De Kock's fifty took only 38 balls and his hundred another 36 - he brought up both milestones with the pull. Like his century, de Kock got to his 150 with a six, and, for good measure, hit two more in succession, off legspinner Adam Zampa. At the end of that over, South Africa needed 41 runs to win from 20 overs and de Kock needed 34 runs to become South Africa's first 50-over double-centurion. But he was caught superbly on the boundary for 178, South Africa's second-highest one-day score.
When chasing a tall target, the opening passage of play is crucial, and de Kock set the tone when he smashed his sixth ball - a John Hastings delivery that was on his legs - over square leg for six, and followed up with a four through point to let Australia know that anything a fraction off line would be punished. His merciless hitting continued through the Powerplay, with deliveries on the pads or outside off dealt with harshly.

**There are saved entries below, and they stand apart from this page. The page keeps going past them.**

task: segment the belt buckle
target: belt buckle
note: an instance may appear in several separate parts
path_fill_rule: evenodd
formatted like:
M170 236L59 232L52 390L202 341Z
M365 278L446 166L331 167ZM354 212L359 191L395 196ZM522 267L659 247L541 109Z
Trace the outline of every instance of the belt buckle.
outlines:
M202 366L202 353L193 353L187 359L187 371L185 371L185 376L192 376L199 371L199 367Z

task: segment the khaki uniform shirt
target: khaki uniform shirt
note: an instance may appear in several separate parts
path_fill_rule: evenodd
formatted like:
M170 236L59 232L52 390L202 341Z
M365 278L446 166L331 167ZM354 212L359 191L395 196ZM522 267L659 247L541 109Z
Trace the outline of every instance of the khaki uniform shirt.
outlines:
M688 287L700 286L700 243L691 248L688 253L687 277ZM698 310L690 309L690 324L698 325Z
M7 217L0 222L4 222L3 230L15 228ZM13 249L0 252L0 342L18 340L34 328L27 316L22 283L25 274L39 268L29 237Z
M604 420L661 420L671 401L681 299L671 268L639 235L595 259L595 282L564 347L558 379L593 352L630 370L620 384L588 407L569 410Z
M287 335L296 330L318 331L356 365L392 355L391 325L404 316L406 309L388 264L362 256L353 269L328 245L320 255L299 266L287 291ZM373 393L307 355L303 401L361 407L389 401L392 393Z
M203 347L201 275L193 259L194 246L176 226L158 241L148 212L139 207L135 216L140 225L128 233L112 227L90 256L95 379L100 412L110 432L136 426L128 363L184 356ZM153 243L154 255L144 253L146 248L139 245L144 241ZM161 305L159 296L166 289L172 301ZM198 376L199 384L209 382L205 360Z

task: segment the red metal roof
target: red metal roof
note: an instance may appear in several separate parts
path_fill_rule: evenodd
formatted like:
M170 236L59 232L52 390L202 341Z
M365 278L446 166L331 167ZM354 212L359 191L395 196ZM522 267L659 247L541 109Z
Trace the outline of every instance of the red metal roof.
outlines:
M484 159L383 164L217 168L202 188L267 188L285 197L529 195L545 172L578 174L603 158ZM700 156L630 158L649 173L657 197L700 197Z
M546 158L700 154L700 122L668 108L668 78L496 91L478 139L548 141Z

De Kock's fifty came up in the 12th over, and included seven fours and a six. At that stage South Africa were 94 without loss and scoring at more than eight runs an over. Their required run rate had been brought down to just over five.
2 The position held by de Kock's score on the list of highest individual totals by South Africans in ODIs. The 178 was three more than Herschelle Gibbs' 175 against Australia, and ten short of Gary Kirsten's 188 against UAE.
145 The opening stand between de Kock and Rilee Rossouw was the second-highest for South Africa against Australia in ODIs.
74 Number of balls de Kock took to get to his hundred. Among South Africans, only AB de Villiers and Mark Boucher have scored ODI hundreds off fewer balls.
What they said
"Ja, it was lekker. It was the most free knock that I've played. I've played other knocks, where I've had to work harder for runs, but it was just my day, I guess." - Quinton de Kock
"It felt like every ball was going to the boundary at one point. That was one hell of an innings." - Steven Smith
The closest contenders
David Miller, 118 not out v Australia, third ODI, Durban
Two games later, de Kock's team-mate, batting at No. 6, helped South Africa pull off the second-highest ODI chase and seal the series against Australia.
Alex Hales, 171 v Pakistan, third ODI, Nottingham
On his home ground, Hales made England's highest ODI individual score, and took the team to a world-record 444.